Keeping Full History with the API


#1

I’m looking to pull all of my requests records out of the pi to keep in a separate database.
Currently I was setting up to use mySQL and was using node-red to initiate the pull based on a timer.
I’ve been trying to get the API to work, but I’ve run into some problems.

  • I can’t filter the admin/api.php?getAllQueries route. https://discourse.pi-hole.net/t/pi-hole-api/1863 The API doc says there are “undocumented filters” but as far as I can tell from github none of these filters are exposed in the php route.This isn’t 100% blocking but it would be nice to only request records I don’t already have. GitHub Places of interest: PHP FTL
  • Even if I could filter for the times I wanted I would have no way to identify duplicates. The internal system is keeping a unique ID but the API doesn’t expose it. The records themselves are not unique, over a 2 hour period I have about 10-15% “duplicate” records same [timestamp,IP,request,RequestType(IPv4/IPv6),responseType(enumeration)]

Has anyone solved these issues? Google search didn’t turn up too much.
Maybe I would have better luck trying to grab data out of the sqlite database the pi is running for itself?
Or maybe there is a log that I haven’t found that I could parse and write to my DB?

Thanks in advance for the help!

P.S. First post!


#2

#3

This is just what I was going to suggest to you. This will be the most simple way of doing it and will give you immediate access also to the UUIDs, hence duplication prevention will be a piece of cake.

If you still want to do it through the API, we can walk through the available possibilities but I can already assure you that nothing will come close to the ease of just accessing our SQLite database.

Possible ways of limiting the results from the API would be, e.g.
http://pi.hole/admin/api.php?getAllQueries&from=1525723800&until=1525724400
where from and until are Unix timestamps.


#4

Wow, I swear I tried that!

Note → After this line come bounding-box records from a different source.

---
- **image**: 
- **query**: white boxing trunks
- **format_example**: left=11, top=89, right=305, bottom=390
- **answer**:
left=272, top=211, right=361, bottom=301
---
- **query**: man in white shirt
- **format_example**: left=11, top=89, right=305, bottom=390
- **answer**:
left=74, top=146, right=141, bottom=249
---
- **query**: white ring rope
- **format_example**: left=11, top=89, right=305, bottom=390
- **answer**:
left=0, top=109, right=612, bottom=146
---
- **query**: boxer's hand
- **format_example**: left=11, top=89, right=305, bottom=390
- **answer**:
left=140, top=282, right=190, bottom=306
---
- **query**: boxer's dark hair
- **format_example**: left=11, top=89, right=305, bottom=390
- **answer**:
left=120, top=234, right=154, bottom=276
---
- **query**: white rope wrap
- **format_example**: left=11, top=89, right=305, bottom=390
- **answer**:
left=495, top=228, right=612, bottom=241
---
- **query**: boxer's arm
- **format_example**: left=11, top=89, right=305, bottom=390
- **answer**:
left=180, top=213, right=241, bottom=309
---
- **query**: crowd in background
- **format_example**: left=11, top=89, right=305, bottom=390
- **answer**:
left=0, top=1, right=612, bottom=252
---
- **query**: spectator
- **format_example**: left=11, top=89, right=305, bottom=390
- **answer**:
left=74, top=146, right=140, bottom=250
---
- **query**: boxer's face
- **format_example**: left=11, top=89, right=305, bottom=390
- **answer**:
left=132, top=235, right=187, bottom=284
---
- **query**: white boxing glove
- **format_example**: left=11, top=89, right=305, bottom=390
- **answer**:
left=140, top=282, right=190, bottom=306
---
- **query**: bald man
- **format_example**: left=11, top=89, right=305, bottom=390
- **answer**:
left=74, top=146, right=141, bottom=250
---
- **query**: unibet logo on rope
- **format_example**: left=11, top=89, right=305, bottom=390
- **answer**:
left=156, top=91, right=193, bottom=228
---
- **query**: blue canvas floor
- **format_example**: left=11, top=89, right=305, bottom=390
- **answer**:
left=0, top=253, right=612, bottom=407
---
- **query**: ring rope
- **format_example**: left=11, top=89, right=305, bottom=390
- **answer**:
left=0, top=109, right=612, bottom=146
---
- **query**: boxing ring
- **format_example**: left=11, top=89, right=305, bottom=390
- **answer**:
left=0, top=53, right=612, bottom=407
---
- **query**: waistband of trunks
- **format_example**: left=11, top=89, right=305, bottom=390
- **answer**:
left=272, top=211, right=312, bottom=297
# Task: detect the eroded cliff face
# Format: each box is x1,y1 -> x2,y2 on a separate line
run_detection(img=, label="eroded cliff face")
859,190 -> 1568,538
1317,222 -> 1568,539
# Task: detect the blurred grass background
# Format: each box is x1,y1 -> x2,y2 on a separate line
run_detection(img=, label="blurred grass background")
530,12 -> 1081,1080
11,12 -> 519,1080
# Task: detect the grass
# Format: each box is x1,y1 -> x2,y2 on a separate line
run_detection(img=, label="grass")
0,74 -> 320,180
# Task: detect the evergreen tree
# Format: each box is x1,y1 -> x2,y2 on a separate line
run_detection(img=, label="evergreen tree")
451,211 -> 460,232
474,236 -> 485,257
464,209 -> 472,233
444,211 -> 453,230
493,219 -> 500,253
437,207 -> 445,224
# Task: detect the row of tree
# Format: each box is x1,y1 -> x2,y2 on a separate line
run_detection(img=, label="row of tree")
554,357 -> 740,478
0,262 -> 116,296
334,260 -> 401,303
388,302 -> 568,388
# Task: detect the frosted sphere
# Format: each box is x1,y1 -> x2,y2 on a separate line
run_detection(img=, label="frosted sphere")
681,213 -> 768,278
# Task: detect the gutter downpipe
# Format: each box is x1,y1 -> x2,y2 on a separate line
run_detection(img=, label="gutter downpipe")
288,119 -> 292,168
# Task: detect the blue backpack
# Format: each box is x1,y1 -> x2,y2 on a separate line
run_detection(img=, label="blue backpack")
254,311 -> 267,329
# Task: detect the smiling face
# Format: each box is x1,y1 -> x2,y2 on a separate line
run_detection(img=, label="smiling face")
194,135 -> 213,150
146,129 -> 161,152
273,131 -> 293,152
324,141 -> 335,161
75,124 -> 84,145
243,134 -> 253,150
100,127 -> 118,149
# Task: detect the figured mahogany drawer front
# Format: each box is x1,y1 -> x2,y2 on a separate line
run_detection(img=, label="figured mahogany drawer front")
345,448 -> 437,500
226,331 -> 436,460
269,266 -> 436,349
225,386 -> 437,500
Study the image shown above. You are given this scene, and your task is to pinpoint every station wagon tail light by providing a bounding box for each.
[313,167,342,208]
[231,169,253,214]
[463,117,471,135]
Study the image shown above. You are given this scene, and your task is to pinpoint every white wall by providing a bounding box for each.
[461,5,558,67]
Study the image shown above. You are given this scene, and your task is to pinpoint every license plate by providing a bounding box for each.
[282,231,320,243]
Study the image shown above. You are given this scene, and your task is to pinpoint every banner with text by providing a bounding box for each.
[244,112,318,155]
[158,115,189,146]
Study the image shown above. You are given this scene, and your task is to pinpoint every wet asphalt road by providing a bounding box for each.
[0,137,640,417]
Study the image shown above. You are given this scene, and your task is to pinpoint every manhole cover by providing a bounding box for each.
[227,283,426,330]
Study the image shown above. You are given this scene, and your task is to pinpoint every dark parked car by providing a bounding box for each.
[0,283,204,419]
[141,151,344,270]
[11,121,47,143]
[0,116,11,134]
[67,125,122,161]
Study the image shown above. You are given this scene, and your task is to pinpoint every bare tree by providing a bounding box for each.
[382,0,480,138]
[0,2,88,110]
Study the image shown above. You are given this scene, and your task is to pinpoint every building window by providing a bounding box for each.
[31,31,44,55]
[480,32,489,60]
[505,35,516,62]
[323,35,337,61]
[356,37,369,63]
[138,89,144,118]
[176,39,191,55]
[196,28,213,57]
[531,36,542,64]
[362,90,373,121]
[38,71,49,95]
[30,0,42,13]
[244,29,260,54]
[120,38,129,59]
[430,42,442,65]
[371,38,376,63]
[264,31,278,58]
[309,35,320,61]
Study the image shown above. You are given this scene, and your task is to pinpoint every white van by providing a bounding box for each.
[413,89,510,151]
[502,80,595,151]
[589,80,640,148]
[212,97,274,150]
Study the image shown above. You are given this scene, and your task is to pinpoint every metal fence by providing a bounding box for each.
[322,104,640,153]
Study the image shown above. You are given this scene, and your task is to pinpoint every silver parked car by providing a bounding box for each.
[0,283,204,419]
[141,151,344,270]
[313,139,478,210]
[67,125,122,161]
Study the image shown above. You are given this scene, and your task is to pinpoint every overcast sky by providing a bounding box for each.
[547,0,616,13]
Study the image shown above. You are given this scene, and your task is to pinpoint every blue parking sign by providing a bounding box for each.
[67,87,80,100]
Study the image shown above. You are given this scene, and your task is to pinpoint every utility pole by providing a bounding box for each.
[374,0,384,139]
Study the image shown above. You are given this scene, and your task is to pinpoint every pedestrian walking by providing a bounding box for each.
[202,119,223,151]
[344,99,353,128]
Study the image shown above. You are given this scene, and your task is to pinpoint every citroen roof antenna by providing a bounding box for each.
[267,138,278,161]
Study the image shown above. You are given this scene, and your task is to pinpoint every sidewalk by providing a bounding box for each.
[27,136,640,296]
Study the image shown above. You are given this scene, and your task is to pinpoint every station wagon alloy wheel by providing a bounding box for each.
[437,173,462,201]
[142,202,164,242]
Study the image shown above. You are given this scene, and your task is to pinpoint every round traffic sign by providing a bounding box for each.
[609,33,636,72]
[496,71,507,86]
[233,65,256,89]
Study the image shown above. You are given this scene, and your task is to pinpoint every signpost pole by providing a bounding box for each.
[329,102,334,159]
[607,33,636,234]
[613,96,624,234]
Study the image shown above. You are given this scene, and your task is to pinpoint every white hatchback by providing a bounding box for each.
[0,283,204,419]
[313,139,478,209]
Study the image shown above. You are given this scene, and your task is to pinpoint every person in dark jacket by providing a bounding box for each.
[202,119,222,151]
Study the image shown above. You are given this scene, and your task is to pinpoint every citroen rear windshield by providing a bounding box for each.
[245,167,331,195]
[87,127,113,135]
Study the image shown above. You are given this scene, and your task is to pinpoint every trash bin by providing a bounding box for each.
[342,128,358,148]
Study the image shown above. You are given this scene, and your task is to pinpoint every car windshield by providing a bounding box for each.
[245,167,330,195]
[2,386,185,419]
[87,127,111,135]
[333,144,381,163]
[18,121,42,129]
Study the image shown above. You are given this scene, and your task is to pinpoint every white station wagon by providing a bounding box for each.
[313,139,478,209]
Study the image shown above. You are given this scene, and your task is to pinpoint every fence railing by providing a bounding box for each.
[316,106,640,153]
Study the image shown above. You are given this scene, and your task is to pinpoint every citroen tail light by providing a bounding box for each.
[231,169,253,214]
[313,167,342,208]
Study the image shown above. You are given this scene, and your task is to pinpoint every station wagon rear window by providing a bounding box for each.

I must have had a typo or something… but I just tried it and it’s working so !THANKS!

On the note of using the SQlite DB that’s already in place I’ll probably switch over to that, I just need to read up on the SQLlite syntax/system.

Do you know if there are any gotchas? (like, Are they ever dumping the records? Is it installed in some weird directory?)


#5

It very similar and probably in most aspects identical to the mySQL syntax.

Yes, the database gets cleared every now and then to keep only queries that are not older than 365 days to limit endless growth of the database. This setting is configurable and could have been changed by the user.

It it located in /etc/pihole/pihole-FTL.db whereas this location is also configurable and could have been changed by the user.

When a user decides to flush the database it may be emptied out. However, with the strong privacy level implementation that will come up with Pi-hole v4.0, I have high hopes that log flushing will not be needed any longer.